Una società in crescita. Ma dove va la ricchezza?
Il sud ha una previsione di crescita per il 2023 quasi pari a quella del nord, ma dove va questa ricchezza? È un discorso che faccio spesso sul turismo a Napoli e che i numeri della Svimez non solo confermano, ma estendono a tutta l’economia meridionale.
Abbiamo un milione di lavoratori che guadagnano meno di 9 euro lordi l’ora includendo anche la tredicesima. Per loro una legge sul salario minimo sarebbe una vera boccata d’ossigeno. Soprattutto con l’aumento dei prezzi causato dall’inflazione, ma ancora di più dalla speculazione senza controlli. È per questo che la battaglia sul salario è anche una battaglia per il sud.
Lavoro povero, paghe basse e prezzi alle stelle significano meno potere d’acquisto.
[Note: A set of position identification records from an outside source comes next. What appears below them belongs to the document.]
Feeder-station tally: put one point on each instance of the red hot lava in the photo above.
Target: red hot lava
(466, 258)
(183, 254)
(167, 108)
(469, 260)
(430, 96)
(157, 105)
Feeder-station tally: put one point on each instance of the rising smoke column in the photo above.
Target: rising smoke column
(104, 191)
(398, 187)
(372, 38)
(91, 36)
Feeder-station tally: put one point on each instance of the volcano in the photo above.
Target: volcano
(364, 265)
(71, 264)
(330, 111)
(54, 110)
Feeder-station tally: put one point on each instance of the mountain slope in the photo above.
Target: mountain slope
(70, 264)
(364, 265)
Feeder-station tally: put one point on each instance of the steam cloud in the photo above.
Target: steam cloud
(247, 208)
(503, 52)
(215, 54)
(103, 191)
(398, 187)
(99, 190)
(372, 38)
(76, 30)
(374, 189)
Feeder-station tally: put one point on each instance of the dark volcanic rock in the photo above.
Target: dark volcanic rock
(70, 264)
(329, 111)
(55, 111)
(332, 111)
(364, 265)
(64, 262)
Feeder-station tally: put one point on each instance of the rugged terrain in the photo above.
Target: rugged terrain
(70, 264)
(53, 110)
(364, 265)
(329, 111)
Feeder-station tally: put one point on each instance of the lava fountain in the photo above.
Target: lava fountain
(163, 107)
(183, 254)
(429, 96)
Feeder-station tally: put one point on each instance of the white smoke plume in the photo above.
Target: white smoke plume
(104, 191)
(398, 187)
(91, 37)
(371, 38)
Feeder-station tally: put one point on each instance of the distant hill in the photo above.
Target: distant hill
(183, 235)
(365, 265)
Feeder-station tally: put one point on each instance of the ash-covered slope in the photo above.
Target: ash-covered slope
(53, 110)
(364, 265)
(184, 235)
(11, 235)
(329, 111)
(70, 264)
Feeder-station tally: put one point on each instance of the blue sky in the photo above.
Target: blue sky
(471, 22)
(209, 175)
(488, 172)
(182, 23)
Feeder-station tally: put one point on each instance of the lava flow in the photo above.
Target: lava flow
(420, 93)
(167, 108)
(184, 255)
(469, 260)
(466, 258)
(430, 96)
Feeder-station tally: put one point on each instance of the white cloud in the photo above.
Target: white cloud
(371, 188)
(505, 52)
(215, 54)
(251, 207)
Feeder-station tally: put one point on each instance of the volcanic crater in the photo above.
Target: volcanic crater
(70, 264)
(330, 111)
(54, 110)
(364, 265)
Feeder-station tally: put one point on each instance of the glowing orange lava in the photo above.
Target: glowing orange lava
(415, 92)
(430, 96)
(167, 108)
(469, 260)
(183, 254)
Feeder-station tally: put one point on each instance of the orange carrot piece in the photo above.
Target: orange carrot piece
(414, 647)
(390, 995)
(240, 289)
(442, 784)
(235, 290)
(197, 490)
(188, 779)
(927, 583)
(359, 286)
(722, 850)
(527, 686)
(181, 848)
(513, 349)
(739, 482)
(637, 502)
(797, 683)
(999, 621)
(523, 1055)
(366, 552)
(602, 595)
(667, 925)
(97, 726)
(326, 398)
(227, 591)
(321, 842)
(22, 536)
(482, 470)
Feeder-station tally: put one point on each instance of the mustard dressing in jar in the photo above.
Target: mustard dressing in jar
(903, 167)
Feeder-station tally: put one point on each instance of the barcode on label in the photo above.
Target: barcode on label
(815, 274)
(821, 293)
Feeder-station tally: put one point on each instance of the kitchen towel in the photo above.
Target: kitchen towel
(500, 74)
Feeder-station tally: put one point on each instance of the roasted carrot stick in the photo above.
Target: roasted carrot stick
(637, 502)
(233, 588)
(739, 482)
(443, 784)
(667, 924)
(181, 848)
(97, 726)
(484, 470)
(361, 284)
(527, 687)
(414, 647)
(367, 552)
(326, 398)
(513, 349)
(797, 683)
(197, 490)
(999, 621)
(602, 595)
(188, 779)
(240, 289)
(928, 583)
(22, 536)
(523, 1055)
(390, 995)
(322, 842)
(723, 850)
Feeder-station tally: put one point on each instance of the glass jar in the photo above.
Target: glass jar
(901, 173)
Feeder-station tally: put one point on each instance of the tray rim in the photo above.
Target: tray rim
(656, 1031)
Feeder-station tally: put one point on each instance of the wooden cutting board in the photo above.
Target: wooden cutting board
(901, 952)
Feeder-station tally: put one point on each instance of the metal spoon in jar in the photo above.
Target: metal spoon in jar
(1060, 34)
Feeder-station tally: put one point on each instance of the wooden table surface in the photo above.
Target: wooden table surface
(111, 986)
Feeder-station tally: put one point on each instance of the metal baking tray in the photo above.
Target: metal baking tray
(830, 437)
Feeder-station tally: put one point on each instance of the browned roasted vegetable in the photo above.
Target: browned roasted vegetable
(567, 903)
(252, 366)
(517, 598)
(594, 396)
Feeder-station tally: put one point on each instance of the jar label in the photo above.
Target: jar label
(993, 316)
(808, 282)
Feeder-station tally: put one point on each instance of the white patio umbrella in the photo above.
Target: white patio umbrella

Meno 12 punti percentuali rispetto al 2008 significano che ci possiamo permettere meno cose di quelle che compravamo 15 anni fa. È la prima volta nella storia del paese che si va indietro invece di andare avanti, anche se al nord la differenza è solo del 3%, quattro volte meno della nostra.
Abbiamo più precari. Un lavoratore meridionale su quattro non riesce a trasformare il proprio contratto di lavoro a tempo determinato in indeterminato neanche dopo cinque anni di impiego continuativo. Anche il 75% del part time involontario è preoccupante perché vuol dire che tanti non riescono a lavorare quanto gli servirebbe per guadagnare uno stipendio in grado di sostenere se stessi e la propria famiglia.
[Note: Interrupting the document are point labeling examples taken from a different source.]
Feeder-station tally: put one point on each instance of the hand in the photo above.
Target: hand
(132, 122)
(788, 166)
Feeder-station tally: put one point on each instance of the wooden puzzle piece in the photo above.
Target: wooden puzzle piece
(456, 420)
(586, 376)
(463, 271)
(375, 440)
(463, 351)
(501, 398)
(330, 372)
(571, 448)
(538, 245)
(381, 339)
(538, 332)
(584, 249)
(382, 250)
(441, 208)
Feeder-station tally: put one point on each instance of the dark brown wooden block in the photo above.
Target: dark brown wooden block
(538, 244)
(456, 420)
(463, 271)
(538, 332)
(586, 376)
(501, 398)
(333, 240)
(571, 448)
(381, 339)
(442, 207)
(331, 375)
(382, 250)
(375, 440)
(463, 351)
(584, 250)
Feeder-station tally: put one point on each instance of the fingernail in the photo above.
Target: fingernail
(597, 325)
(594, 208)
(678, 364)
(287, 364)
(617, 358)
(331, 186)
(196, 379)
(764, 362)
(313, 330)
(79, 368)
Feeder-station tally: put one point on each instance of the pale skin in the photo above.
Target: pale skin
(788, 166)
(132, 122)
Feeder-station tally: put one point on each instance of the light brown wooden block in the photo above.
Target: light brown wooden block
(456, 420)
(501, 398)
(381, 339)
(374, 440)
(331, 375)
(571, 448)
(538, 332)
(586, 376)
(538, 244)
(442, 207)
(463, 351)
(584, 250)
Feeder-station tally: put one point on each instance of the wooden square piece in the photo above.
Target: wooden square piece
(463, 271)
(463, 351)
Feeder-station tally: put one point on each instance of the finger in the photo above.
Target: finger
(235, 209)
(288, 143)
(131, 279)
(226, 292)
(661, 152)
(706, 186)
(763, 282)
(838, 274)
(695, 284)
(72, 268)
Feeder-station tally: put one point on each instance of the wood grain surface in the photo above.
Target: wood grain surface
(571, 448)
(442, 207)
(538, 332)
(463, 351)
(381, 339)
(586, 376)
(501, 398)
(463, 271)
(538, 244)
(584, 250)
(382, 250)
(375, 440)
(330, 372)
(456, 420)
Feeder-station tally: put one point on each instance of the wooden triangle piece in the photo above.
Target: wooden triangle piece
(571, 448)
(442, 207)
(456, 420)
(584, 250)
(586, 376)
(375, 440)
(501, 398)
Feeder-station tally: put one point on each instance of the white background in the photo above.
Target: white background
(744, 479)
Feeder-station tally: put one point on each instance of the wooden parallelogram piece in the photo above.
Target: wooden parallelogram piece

Infine il dato sui laureati, che secondo me è il peggiore fra quelli citati perché perdere laureati significa perdere competenze che servirebbero per modernizzare il meridione. Pensate che, dal 2001 al 2021, 460 mila laureati del sud si sono trasferiti al nord. Ancora oggi, un laureato campano su quattro emigra e quelli che restano sono pagati peggio che nel resto del paese.
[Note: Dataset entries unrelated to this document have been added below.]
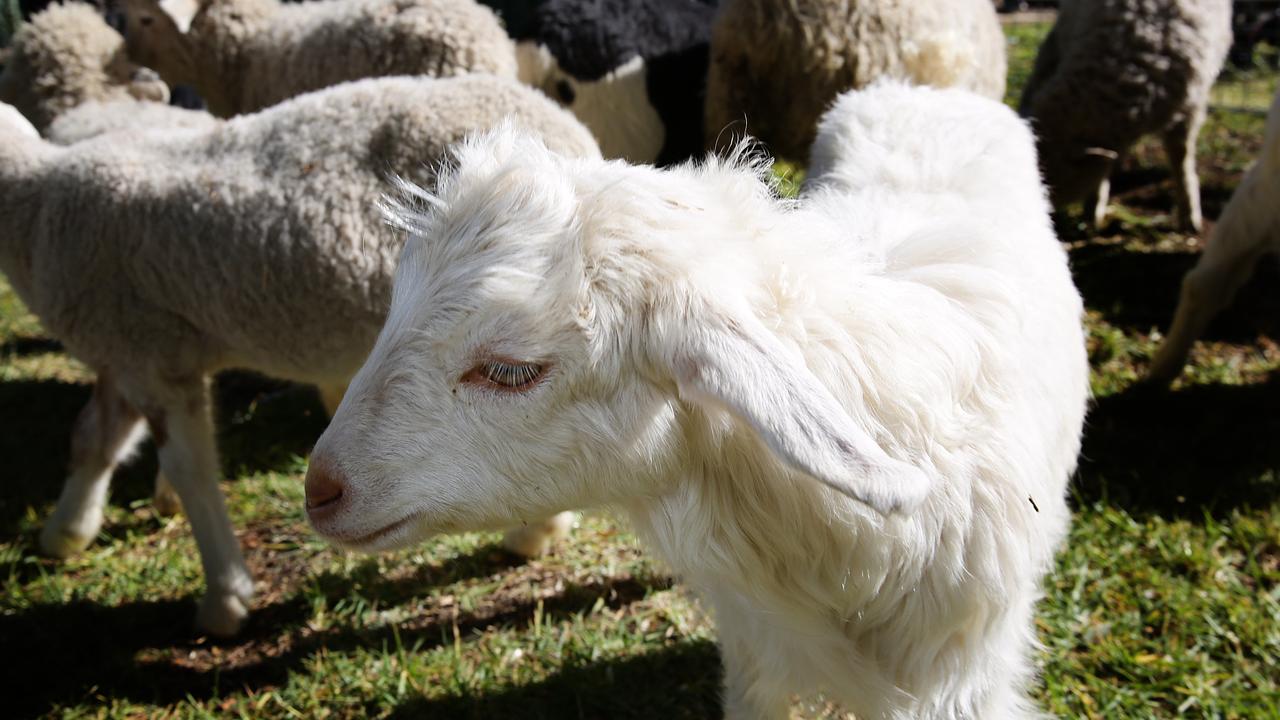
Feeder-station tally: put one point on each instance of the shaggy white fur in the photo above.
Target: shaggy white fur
(1248, 228)
(849, 423)
(776, 65)
(161, 258)
(1112, 71)
(243, 55)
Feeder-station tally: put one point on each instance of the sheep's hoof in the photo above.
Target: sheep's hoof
(535, 538)
(167, 501)
(222, 615)
(62, 542)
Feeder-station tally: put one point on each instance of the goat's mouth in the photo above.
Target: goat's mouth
(387, 537)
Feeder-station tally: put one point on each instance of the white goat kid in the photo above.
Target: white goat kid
(689, 349)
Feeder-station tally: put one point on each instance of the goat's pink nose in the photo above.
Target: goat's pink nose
(325, 486)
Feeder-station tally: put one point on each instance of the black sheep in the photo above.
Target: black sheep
(632, 71)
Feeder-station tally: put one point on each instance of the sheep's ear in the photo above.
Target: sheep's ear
(735, 363)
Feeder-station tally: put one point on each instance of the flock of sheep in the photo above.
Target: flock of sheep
(848, 419)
Non è quindi solo questione di crescita, che comunque resta un dato confortante in questo scenario pieno di ombre, ma anche di come la ricchezza viene distribuita. Non siamo una società povera, siamo una società con grandi differenze economiche e sociali. È di questo che dobbiamo parlare perché povertà e precariato sono ancora più inaccettabili, se persistono anche quando c’è sviluppo.